Exact description of limiting SIR and SEIR dynamics on locally tree-like graphs
Juniper Cocomello, Kavita Ramanan

TL;DR
This paper derives exact ODE systems for SIR and SEIR epidemic models on locally tree-like networks, providing precise outbreak size predictions and comparing constant versus time-varying rate scenarios.
Contribution
It presents a novel exact characterization of epidemic dynamics on certain networks, including explicit outbreak size formulas and analysis of mean-field overestimations.
Findings
Exact ODE systems describe epidemic dynamics on locally tree-like graphs.
Outbreak size for constant rates is given by a specific functional's zero.
Mean-field predictions overestimate outbreak sizes for constant rates.
Abstract
We study the Susceptible-Infected-Recovered (SIR) and the Susceptible-Exposed-Infected-Recovered (SEIR) models of epidemics, with possibly time-varying rates, on a class of networks that are locally tree-like, which includes sparse Erd\H{o}s-R\`enyi random graphs, random regular graphs, and other configuration models.
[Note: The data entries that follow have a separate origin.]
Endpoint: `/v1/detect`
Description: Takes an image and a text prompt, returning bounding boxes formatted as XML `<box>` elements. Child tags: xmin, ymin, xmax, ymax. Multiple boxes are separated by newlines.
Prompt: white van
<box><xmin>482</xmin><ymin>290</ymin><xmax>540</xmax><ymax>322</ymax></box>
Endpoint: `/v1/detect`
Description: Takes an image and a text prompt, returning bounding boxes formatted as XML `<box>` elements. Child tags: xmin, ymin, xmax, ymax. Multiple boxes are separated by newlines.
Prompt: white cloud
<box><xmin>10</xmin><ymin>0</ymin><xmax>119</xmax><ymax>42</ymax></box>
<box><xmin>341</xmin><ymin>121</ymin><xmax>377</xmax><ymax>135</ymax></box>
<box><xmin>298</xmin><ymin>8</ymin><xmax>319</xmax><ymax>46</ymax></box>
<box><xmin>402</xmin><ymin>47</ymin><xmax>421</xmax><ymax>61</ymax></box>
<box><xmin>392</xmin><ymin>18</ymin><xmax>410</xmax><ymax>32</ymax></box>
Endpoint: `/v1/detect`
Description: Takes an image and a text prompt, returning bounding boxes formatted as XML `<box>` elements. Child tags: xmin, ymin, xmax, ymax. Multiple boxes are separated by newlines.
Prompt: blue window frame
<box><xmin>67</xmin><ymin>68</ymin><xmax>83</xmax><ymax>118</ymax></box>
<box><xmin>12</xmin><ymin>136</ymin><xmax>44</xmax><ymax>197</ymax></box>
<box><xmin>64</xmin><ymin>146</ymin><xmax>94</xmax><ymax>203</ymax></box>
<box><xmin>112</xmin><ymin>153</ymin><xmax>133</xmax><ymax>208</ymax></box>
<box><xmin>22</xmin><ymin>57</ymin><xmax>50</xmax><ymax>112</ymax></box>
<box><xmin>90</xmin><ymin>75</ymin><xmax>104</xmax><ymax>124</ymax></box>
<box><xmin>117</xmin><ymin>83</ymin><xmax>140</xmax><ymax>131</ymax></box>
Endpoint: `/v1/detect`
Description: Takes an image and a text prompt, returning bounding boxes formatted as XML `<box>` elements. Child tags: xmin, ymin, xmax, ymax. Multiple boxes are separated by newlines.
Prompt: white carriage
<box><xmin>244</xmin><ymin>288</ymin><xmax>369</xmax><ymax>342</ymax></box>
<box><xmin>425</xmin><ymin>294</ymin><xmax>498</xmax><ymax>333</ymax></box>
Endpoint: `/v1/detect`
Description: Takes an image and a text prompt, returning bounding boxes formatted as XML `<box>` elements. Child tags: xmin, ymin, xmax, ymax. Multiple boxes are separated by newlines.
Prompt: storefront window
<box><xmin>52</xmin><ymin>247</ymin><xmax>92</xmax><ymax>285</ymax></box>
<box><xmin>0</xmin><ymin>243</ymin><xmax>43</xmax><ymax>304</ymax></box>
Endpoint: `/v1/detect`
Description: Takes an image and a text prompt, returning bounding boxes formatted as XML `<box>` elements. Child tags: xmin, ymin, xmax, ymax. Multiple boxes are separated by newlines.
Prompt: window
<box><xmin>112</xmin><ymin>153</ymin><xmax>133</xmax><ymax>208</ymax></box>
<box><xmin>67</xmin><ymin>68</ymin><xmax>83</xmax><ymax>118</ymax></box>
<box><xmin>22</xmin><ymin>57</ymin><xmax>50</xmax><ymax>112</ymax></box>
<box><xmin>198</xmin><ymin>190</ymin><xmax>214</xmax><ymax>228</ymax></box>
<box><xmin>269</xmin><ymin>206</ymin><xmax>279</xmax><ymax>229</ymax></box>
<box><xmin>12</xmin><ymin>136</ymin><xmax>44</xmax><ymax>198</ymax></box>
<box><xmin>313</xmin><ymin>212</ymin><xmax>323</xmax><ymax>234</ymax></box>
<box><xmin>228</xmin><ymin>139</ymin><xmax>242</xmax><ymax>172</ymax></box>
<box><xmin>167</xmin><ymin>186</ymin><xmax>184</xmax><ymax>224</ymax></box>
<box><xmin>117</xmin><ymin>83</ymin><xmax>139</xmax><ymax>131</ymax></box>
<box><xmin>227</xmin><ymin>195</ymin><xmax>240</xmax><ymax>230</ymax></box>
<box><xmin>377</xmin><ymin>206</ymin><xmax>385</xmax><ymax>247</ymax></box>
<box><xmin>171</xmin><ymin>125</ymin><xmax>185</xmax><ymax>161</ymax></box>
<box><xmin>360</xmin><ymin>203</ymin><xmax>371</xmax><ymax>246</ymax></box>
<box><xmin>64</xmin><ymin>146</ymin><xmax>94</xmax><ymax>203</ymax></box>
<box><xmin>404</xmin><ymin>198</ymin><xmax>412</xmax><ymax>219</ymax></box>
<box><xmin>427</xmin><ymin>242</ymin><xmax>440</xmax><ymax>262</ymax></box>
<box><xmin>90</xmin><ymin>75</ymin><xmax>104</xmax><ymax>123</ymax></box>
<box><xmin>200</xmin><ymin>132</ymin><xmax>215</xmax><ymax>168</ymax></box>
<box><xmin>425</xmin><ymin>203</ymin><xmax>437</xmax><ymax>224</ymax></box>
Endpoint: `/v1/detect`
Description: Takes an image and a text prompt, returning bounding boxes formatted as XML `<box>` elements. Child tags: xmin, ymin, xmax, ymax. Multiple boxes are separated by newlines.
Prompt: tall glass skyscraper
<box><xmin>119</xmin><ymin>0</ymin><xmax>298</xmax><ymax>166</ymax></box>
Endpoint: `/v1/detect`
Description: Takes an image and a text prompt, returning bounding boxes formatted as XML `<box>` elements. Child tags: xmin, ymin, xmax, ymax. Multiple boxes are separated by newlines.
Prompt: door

We identify tractable systems of ODEs that exactly describe the dynamics of the SIR and SEIR processes in a suitable asymptotic regime in which the population size goes to infinity. Moreover, in the case of constant recovery and infection rates, we characterize the outbreak size as the unique zero of an explicit functional. We use this to show that a (suitably defined) mean-field prediction always overestimates the outbreak size, and that the outbreak sizes for SIR and SEIR processes with the same initial condition and constant infection and recovery rates coincide. In…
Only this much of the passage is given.